Her mother is very light skinned and could pass for white. She is also very color struck and treats her children better or worse based on their color. Tangy, being her darkest child, is spoken to in a way that makes you want to reach thru the book and smack the mom--several times!!! The mother is cruel to all of her children and it comes out very slowly why she's the way she is...and unfortunately, she's done such horrible things that by that point, you really cannot be sympathetic.
You root for Tangy but it's frustrating. She seems to do what her mother says and rarely fights back. Very few of the children do. And that is hard to read. Further, when it seems like Tangy has opportunities to escape her mother, she doesn't. And it's hard to tell if it's because she's trying to save the younger girls or she's just defeated and reconciled.
How people survive in households like this one is just amazing. Don't expect the mother to change her ways; she just gets worse and worse. And her poison does infect some of the children.
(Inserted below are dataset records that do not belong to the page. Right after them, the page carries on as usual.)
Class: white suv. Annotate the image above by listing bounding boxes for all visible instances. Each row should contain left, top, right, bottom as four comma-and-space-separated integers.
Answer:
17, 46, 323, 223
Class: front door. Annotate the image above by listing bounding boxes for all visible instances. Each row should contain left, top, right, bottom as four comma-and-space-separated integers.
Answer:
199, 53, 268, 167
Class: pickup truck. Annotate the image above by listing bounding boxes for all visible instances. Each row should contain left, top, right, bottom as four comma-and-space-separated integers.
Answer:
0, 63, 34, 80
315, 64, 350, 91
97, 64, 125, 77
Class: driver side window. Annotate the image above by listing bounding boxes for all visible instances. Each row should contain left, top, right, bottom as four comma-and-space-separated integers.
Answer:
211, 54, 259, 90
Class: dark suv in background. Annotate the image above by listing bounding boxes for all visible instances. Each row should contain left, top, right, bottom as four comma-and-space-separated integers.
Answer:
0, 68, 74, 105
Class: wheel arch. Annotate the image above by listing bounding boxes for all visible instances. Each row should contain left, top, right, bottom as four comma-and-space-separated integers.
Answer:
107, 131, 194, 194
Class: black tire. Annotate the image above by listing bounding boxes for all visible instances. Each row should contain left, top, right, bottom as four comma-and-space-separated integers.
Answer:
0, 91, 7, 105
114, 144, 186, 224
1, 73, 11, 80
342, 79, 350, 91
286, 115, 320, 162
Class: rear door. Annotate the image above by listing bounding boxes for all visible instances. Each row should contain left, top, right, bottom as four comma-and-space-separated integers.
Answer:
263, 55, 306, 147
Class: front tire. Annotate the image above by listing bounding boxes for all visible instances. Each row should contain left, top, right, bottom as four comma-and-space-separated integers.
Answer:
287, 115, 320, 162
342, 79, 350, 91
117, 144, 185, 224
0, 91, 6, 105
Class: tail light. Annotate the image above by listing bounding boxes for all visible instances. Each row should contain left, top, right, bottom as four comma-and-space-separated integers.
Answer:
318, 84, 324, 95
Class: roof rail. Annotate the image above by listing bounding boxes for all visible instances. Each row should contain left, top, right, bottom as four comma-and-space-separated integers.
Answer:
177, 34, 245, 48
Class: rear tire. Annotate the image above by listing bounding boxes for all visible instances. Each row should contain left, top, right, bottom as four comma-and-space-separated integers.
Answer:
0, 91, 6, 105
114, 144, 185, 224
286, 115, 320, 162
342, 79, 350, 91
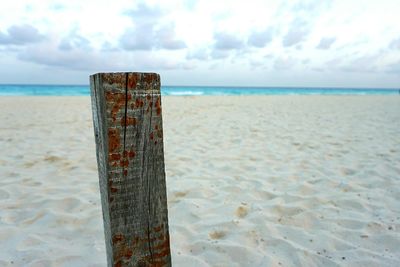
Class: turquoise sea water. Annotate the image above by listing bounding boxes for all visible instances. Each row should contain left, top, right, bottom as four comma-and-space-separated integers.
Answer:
0, 85, 400, 96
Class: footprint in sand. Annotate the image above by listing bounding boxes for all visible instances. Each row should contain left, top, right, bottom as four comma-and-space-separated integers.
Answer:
235, 205, 249, 218
208, 231, 226, 239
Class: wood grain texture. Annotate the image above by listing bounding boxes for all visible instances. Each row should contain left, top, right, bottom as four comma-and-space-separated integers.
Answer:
90, 73, 171, 266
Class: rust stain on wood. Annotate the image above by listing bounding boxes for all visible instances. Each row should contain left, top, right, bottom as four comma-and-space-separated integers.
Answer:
91, 73, 171, 267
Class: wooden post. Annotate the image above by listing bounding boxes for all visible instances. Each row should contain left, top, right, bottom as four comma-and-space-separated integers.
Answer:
90, 73, 171, 266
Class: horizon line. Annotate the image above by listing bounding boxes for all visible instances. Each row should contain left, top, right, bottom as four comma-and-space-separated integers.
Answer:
0, 83, 400, 90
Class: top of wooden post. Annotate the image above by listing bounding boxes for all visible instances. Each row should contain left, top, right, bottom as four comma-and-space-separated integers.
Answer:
90, 72, 160, 93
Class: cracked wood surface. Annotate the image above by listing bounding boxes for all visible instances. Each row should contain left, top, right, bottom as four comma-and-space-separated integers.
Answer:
90, 73, 171, 266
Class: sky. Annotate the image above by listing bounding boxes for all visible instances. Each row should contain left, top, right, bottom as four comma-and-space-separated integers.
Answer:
0, 0, 400, 88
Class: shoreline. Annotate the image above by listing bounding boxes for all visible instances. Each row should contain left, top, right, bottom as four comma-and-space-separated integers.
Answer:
0, 95, 400, 266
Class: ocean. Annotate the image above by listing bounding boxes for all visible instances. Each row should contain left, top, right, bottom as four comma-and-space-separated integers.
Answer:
0, 85, 400, 96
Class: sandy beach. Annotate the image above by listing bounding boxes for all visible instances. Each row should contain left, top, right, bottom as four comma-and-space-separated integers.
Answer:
0, 95, 400, 266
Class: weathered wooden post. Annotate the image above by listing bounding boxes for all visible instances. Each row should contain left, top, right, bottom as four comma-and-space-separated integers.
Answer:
90, 73, 171, 266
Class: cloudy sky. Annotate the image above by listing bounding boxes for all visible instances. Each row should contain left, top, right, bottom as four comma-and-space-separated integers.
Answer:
0, 0, 400, 88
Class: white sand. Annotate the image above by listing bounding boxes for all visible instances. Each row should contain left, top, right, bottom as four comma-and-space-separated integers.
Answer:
0, 96, 400, 266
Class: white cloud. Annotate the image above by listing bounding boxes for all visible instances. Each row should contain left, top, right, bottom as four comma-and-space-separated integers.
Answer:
0, 0, 400, 86
317, 37, 336, 49
0, 24, 44, 45
282, 18, 310, 47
I passed the book to my mother and she can't put it down either.
A gripping page turned which has you responding emotionally . It will color your soul!
Roselle Quinn resides in rural Georgia in the 1950’s, is the mother of ten children, sired from ten different men, and runs her home with a brutal fist and a selfish hand. Tangy Mae believes her mother a beauty, with her dark, reddish hair and creamy complexion, but knows the devil that lies beneath. Roselle loves her sons but only uses her daughters, categorizing them by color. Tangy Mae intends to finish school however, Roselle, has different plans for her daughters.